For every part (specification), take 10 samples, choose your operators (say 3 different operators for each study), each has two trials on every sample.

You cannot mix parts with different nominal dimension (specs) in one GRR study.

Atul is correct of course.

I did a GR&R on a 6'' caliper. I used several gage blocks from 1/2 to 6 inches.

This is of course completely wrong, but it gives excellent numbers!

It took 3 years before it was noticed. Our registrar finally caught it. He asked if I knew that it was an incorrect method. I said I did. The audit proceeded. He did not even raise it as a nonconformance.

Also of note - this study was submitted dozens of times as part of Big 3 customer PPAPs. It was never commented upon.

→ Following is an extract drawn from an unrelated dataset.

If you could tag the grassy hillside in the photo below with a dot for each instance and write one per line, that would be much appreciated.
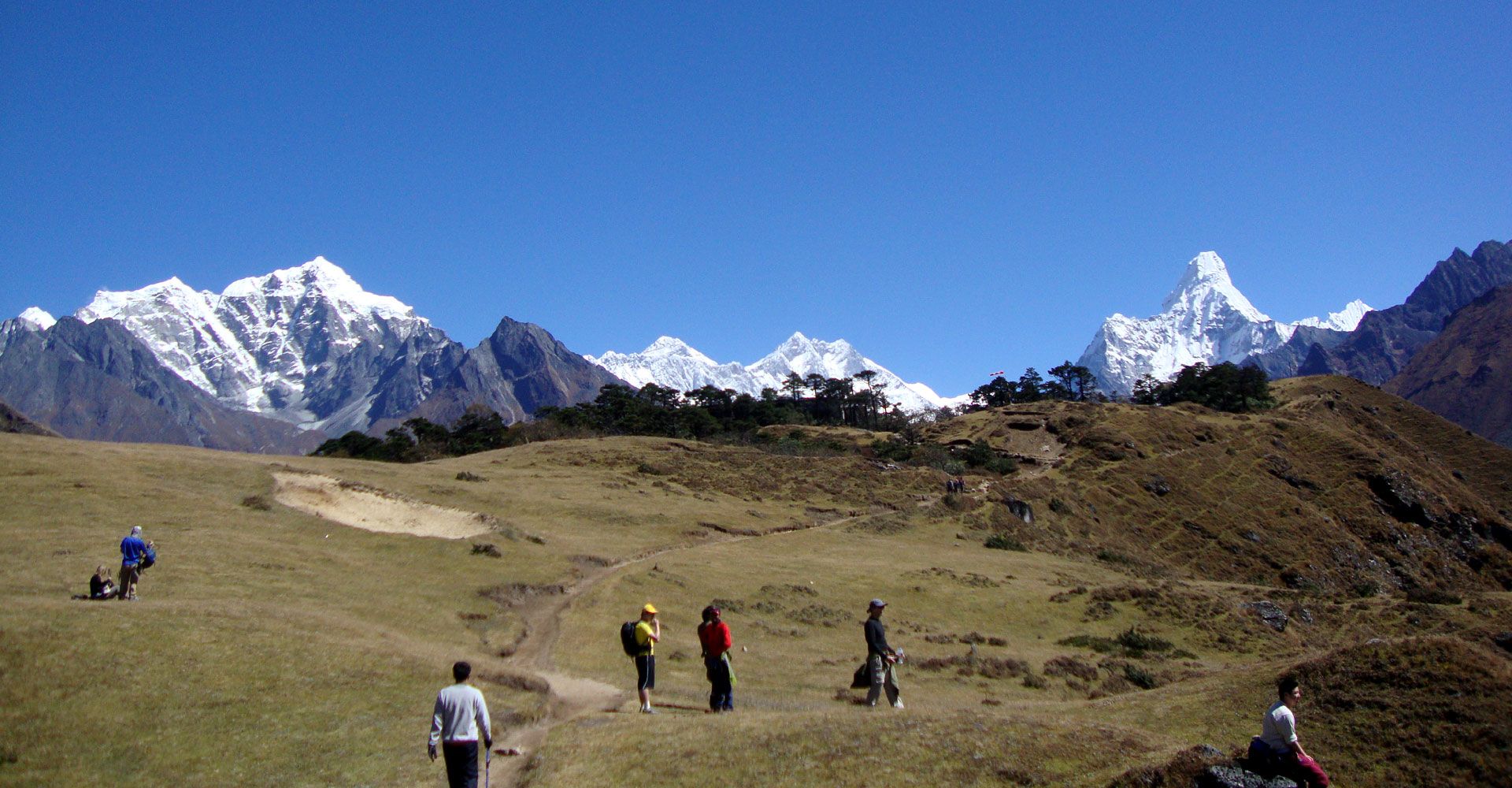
(277, 646)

I'll get to 17025, Uncertainty, and MSA after we get cost of poor quality down from 20% of Sales.

Don't get me wrong, this is great stuff...but if the customer doesn't know or care other than to tick off the GR&R box on the PPAP....well...I'm gonna have fun with it.

Dear Atul,

Of course you are right. I made R&R calculations for each specification, specifically. And per specification I split the total operator group into groups of three. As an example, for the thickness measurement (thickness 950 ± 7 nanometer) of a particular specification the R&R for the five groups of three operators each was 22.7 - 17.1 - 13.3 - 19.0 - 15.8 respectively. I think these are nice figures. However, what kind of spread can I expect between the groups of three, assuming equal skill etc.? And what factors are influencing the outcome?

The fact is that even if you repeat the same GRR study - same parts & appraisers - you would not get the exact same result. Assuming that all operators are equal, I'm not sure if a difference of as much as 7% in GRR% is resonable or to be expected. IMO, you could look at their charts and see if some are more equal than others!

Dear Atul,

Of course you are right. I made R&R calculations for each specification, specifically. And per specification I split the total operator group into groups of three. As an example, for the thickness measurement (thickness 950 ± 7 nanometer) of a particular specification the R&R for the five groups of three operators each was 22.7 - 17.1 - 13.3 - 19.0 - 15.8 respectively. I think these are nice figures. However, what kind of spread can I expect between the groups of three, assuming equal skill etc.? And what factors are influencing the outcome?

What's important--other than the basic integrity of the data--is knowing how much of the tolerance the process is using. GR&R output numbers are of little value until you have that information. There is an interesting and seldom-mentioned catch-22, chicken-or-the-egg paradox in the AIAG requirements for MSA. On page 73 of the 3rd Editon of the MSA manual there is a poorly written statement that says,

For Process Control situations where the measurement result and decision criteria determine, "process stability, direction and compliance with the natural process variation" (i.e., SPC, process monitoring, capability, and process improvement), the availability of samples over the entire operating range becomes very important. (Emphasis added.)

But how can one reliably determine the variability of the process until a gage study has been done? According to the AIAG, it's necessary to statistically qualify measurement systems before they're used in production, but the basis for the qualification is data derived from use of unproven measurement systems. The result is the Bart Simpson paradox: you're d*mned if you do and d*mned if you don't.

You have to do the best you can to assure that measurement system error and tolerance consumed by the process don't overlap. You do this by using calibrated gages and experienced operators to select parts for the gage study, and do your best to assure that the known operating range of the tolerance is represented in the parts selected for the study.